“I am. I saw those damn candles were still burning out front.”
“Good catch. Can you get them while I pour?”
“Sure, but none for me. I don’t like the stuff,” I said, ducking out of the kitchen and heading to the dining room. The air still smelled like the fancy dessert buffet Leo had set up.
The smell of black cherries and dark chocolate hung in the air, sending my mind hurtling into darkness for a second. It made my heart pound and my skin tight. It was funny how a simple combination of smells could conjure a memory so visceral. If I closed my eyes, I’d swear I was in The Tower, and Kirill was tugging me into his arms, surrounding me with that scent.
Would that smell always trigger a response for me?
I went to the candles and quickly blew them out. The acrid smell of the wick burning filled the air and dispelled the memory. Darkness fell in the room, with only the fire exit light illuminating the darkness.
A car idling outside caught my eye as I turned back to the kitchen. It was black, with the kind of tinted windows I didn’t often see outside of New York. I stared at it, unease climbing my spine like ghostly fingers trailing over every knobble of bone.
Backing away from the window, I stared at the car so hard my eyes started to swim. Without warning, the car pulled away and disappeared down the street, leaving only the whine of a powerful motor in the air as evidence that it had ever been there.
Christ, get a grip, Mallory.
I couldn’t go on like this, jumping at shadows and constantly waiting for the hammer to fall.
In the kitchen, Leo had poured two glasses. He held one out to me.
“Here, let’s toast to the business,” he sighed happily.
I took the glass, feeling churlish by refusing it. I clinked it against his and put it down as he drank.
“You won’t even drink as a toast?” He laughed. “I’ve never met such a teetotaler.”
“Sorry. I don’t like it.”
“How do you know if you don’t try? This bottle goes for three hundred a pop.”
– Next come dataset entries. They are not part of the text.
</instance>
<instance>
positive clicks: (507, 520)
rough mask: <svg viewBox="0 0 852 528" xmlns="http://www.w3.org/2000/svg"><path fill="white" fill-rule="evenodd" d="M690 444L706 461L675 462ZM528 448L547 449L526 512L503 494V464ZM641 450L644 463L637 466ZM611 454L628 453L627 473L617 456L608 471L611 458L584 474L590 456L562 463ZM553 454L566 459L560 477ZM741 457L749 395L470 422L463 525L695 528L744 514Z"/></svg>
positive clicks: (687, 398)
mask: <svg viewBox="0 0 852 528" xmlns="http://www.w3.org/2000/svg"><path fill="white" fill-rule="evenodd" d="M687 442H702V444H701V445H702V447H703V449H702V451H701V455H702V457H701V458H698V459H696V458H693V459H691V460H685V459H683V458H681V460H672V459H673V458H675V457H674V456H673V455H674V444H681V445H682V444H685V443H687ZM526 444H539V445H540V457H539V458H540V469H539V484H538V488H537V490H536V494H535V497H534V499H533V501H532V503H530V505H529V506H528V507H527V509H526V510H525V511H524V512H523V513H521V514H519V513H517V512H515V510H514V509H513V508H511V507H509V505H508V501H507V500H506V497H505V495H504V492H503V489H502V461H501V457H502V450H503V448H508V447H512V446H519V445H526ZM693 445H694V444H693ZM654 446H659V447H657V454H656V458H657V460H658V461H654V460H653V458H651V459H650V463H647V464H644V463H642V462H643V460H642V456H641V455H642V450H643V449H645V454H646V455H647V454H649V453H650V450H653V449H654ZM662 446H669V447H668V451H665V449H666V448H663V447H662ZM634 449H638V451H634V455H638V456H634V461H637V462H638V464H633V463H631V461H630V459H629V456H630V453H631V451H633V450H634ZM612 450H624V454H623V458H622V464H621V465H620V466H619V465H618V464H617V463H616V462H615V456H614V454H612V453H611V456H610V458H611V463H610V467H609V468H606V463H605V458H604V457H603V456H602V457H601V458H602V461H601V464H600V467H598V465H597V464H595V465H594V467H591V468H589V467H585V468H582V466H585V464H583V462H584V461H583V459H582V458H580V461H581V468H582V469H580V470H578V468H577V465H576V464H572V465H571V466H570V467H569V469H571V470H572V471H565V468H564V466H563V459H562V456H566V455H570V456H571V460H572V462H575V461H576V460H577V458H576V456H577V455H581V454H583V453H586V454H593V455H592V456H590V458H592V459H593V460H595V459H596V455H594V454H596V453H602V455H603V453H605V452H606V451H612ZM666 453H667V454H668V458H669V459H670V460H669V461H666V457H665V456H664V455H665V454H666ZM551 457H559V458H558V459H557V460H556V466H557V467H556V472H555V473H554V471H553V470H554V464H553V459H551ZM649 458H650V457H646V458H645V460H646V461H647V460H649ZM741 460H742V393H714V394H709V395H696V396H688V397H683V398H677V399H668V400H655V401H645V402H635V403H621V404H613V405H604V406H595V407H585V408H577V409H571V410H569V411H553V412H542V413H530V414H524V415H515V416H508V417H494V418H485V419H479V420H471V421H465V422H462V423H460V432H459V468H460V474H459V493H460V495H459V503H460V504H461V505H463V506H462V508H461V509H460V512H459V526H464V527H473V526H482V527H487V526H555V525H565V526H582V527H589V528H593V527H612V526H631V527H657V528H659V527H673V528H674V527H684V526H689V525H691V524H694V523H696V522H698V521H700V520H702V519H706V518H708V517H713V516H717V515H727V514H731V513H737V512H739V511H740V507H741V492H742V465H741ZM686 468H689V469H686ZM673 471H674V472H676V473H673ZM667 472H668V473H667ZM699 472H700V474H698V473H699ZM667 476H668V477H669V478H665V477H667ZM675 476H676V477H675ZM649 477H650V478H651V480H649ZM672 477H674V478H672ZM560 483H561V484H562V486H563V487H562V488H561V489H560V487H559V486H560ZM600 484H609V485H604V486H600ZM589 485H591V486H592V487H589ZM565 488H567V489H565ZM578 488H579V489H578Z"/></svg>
My smile felt tight.Fuck’s sake, take a hint.“It’s wasted on me since I don’t like it.”
“I don’t like to pull rank”—Leo grinned, picked up my glass, and pressed it into my hand—“but I’m going to have to insist.”
“Why do you want me to drink it so badly?” I heard myself ask, the teasing tone in my voice thin. “Did you put something in it?”
He blinked at me. “What?”
“Why can’t you leave it?” I asked, my exasperation showing. I’d had enough tonight. I was anxious, pressed to a fine, brittle point, tired, and fucking fed up with being pushed around by men who thought they had the right to control me.
“Molly—” Leo started, but then stopped as he looked over my shoulder with a frown. “Sorry, we’re closed.”
Nerves prickled down my neck as a familiar voice spoke. “I got that from the closed sign in the window and the locked door.”
Max?
Leo looked confused and slightly worried. He wasn’t nearly worried enough.
I gripped the counter and turned slowly.
Max.
My former bodyguard, or prison warden depending on how I viewed the past, was lounging in the doorway, watching me with a faded grin.
“Mallory. Long time no see, sweetheart.”
I took a step back as my brain desperately tried to catch up.